I have decided that I think every parent needs to have at least two children. Why? The first go around is such a learning experience. As a first time mom I read all the books, did a ton of research about sleeping, breastfeeding, vaccinations, etc. before Jackson arrived and then once he was here I spent the next 3 years trying to figure out how best to use my knowledge as well as my maternal instincts to raise this little guy in this crazy world.
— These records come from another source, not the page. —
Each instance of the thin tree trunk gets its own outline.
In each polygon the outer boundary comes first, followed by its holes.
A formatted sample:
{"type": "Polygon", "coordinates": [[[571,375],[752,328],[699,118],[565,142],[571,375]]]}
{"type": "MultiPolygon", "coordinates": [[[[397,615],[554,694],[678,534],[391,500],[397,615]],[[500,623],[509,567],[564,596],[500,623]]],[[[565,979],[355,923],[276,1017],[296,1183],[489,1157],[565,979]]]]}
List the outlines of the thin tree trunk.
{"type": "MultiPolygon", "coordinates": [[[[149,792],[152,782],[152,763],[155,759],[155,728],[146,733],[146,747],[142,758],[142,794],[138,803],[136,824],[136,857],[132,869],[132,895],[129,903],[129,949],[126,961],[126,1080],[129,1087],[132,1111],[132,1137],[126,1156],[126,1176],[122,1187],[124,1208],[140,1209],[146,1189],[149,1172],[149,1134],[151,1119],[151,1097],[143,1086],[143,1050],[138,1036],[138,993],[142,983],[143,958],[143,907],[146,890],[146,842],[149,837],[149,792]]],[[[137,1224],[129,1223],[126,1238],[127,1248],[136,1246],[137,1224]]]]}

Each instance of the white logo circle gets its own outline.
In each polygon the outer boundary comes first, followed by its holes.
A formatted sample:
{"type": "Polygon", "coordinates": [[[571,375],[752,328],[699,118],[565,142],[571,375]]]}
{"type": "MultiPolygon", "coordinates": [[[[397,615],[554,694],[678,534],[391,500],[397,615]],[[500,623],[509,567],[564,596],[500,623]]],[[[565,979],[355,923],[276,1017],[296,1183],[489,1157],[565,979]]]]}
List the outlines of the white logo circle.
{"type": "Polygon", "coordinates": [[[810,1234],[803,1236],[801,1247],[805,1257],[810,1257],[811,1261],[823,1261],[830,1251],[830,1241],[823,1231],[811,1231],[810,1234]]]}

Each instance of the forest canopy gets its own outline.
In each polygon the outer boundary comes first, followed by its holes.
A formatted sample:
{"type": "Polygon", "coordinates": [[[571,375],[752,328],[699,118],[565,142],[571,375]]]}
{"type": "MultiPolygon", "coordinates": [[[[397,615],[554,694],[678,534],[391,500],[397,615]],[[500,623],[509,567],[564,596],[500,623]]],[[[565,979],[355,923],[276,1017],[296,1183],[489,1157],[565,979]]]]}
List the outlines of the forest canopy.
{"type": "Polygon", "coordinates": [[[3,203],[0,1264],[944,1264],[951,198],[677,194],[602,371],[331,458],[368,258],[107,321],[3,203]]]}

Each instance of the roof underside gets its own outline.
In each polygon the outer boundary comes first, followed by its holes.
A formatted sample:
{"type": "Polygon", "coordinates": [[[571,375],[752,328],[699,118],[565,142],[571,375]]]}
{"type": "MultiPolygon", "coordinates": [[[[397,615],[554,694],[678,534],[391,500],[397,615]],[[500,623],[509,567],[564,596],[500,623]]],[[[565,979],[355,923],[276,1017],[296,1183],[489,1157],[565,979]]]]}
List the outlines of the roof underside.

In looking back over that time I have realized that while the books and advice (sometimes unsolicited) at times were helpful, bottom line: each child is unique and is going to develop, eat, sleep, poop, smile, laugh, crawl, walk, run, talk, etc on his/her own pace. And the first go around as a parent can be somewhat stressful in trying to do everything the way in which we "think" it should be done. Like when the books say, "Don't allow your child to fall asleep at the breast". I remember constantly tickling Jackson's feet and talking to him to prevent this "catastrophe" from taking place. If he's tired, who am I to stand in the way of allowing him to sleep? I should have laid him down and taken a nap myself!!In realizing all of this, I think it has allowed me to be more relaxed and laid back as a parent the second time around. Don't get me wrong I still pull a Shirley MacLaine from Terms of Endearment and check that Brady (and even Jackson still) is breathing. But, in terms of breastfeeding, sleeping patterns, etc. I am not worrying about the little details and tips that all the books suggest or encourage. I am trusting in my maternal instincts (and taking a few lessons learned from Jackson) to help me this time around.
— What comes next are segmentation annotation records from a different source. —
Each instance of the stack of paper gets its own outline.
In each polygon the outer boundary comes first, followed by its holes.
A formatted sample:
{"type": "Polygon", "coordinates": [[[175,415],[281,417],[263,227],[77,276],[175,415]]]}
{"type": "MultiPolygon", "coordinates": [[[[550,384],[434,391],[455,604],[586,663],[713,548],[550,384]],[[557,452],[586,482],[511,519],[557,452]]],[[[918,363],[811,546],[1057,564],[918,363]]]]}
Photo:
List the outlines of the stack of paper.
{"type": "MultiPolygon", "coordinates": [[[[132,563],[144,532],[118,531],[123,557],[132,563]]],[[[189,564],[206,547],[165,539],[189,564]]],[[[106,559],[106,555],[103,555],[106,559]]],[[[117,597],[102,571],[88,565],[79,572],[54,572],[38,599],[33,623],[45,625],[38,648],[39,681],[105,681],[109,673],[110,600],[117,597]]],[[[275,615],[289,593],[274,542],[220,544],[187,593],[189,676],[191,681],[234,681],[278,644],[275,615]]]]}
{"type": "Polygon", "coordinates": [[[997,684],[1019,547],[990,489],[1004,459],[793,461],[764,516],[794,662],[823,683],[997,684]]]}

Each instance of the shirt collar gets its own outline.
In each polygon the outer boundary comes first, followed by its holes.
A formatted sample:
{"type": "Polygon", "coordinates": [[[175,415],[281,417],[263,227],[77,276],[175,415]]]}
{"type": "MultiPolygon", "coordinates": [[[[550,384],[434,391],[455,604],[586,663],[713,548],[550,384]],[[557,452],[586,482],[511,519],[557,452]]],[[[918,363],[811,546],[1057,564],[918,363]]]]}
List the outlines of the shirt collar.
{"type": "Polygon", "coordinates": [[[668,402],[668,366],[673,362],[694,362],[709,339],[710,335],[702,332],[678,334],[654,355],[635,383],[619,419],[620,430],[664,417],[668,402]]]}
Biggest Lesson Learned from Jackson: I WILL SLEEP AGAIN!!! I remember waking up with Jackson every 2-3 hours and come morning time be so grumpy and thinking that I will never get a good night's sleep again. I had so many friends whose babies were sleeping through the night by 3 months old. I would wonder if I was doing something wrong, was I letting him nurse too often? But, eventually (probably closer to a year old) he did start sleeping through the night and then by 18 months-2 years he would even sleep in (hallelujah!!).
So, on these early mornings after a night of feedings and not being able to fall back asleep, I am not grumpy (usually :)), instead I take advantage of my one on one time with Brady and am thankful that I have the opportunity to do this the second time around.
I hate that Jackson has to be the guinea pig for the majority of Kelly and my's parental errors and blunders (but we were both first borns who probably experienced the brunt of the same mistakes). But, I am so thankful for the lessons he has taught me as a mother and a person!! I am looking forward to learning even more from him and from Brady.